Rosneft PJSC is likely to take 49 per cent stake while Trafigura Group Pte and UCP will split another 49 per cent equally among them.
The Ruia family, which currently owns Essar Oil, will keep a token 2 per cent stake after the deal is signed during Russian President Vladimir Putin's visit to Goa for the BRICS Summit on October 15-16, sources said.
A larger 74 per cent stake was offered to Rosneft but that idea was dropped as the Russian company faces US sanctions and by a virtue of its majority stake Essar Oil too would have come on that list.
At this stage, Trafigura was roped in and offered 24 per cent stake. Trafigura, which has close ties to Rosneft, was to finance its acquisition by taking loan from Russia's VTB Capital, part of state-controlled bank VTB.
The deal includes the Vadinar refinery as well as the Vadinar port and more than 2,500 petrol pumps. A power plant serving the refinery as well as company's coal-bed methane (CBM) blocks are unlikely to be included in the deal.

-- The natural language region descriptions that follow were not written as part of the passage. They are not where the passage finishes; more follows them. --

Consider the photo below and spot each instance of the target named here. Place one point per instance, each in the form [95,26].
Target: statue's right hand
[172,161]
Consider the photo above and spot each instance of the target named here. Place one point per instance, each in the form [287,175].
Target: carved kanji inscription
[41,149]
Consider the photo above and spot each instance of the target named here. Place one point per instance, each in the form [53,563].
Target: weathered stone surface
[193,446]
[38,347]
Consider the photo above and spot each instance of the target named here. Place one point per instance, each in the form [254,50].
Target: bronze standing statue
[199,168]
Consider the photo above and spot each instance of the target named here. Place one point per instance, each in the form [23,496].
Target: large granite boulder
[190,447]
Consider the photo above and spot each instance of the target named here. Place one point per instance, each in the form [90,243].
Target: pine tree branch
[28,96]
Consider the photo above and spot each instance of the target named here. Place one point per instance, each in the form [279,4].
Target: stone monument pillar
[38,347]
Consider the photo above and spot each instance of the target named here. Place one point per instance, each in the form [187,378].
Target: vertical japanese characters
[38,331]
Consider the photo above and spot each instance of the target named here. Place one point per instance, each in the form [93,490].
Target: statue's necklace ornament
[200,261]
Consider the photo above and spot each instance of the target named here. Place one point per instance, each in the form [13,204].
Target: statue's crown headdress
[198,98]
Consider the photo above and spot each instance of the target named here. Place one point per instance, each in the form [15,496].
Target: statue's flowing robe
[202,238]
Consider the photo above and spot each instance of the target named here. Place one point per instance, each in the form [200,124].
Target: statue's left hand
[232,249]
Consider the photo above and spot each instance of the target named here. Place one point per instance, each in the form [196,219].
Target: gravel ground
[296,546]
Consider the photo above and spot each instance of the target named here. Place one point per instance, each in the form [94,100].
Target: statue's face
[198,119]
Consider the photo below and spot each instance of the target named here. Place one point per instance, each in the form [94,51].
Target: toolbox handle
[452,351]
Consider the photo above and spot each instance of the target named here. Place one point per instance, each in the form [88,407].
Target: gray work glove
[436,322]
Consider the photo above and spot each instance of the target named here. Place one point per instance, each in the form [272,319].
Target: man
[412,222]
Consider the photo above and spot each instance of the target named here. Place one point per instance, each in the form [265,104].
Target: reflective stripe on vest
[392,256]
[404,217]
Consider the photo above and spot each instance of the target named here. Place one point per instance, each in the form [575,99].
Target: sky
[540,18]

As part of the deal, Rosneft-Trafigura will also takeover the debt of Essar Oil, sources said.
Last year US Treasury's Office of Foreign Assets Control (OFAC) had issued a Crimea Sanctions Advisory, adding Rosneft and its subsidiaries to its Sectoral Sanctions Identifications List in retaliation for the Russian "invasion" of eastern Ukraine.
OAO Rosneft had in March signed a non-binding agreement to buy a 49 per cent stake in Essar Oil. This was a follow-up of the July 2015 deal wherein Rosneft was to supply Vadinar refinery with 200,000 barrels of crude per day (10 million tons a year) for 10 years.
Sources said Trafigura may at a later stage transfer its stake to Rosneft.
Trafigura handles most of the crude exported by Rosneft. This has propelled Trafigura to being the world's second- biggest independent oil trader, handling more than 4 million barrels a day.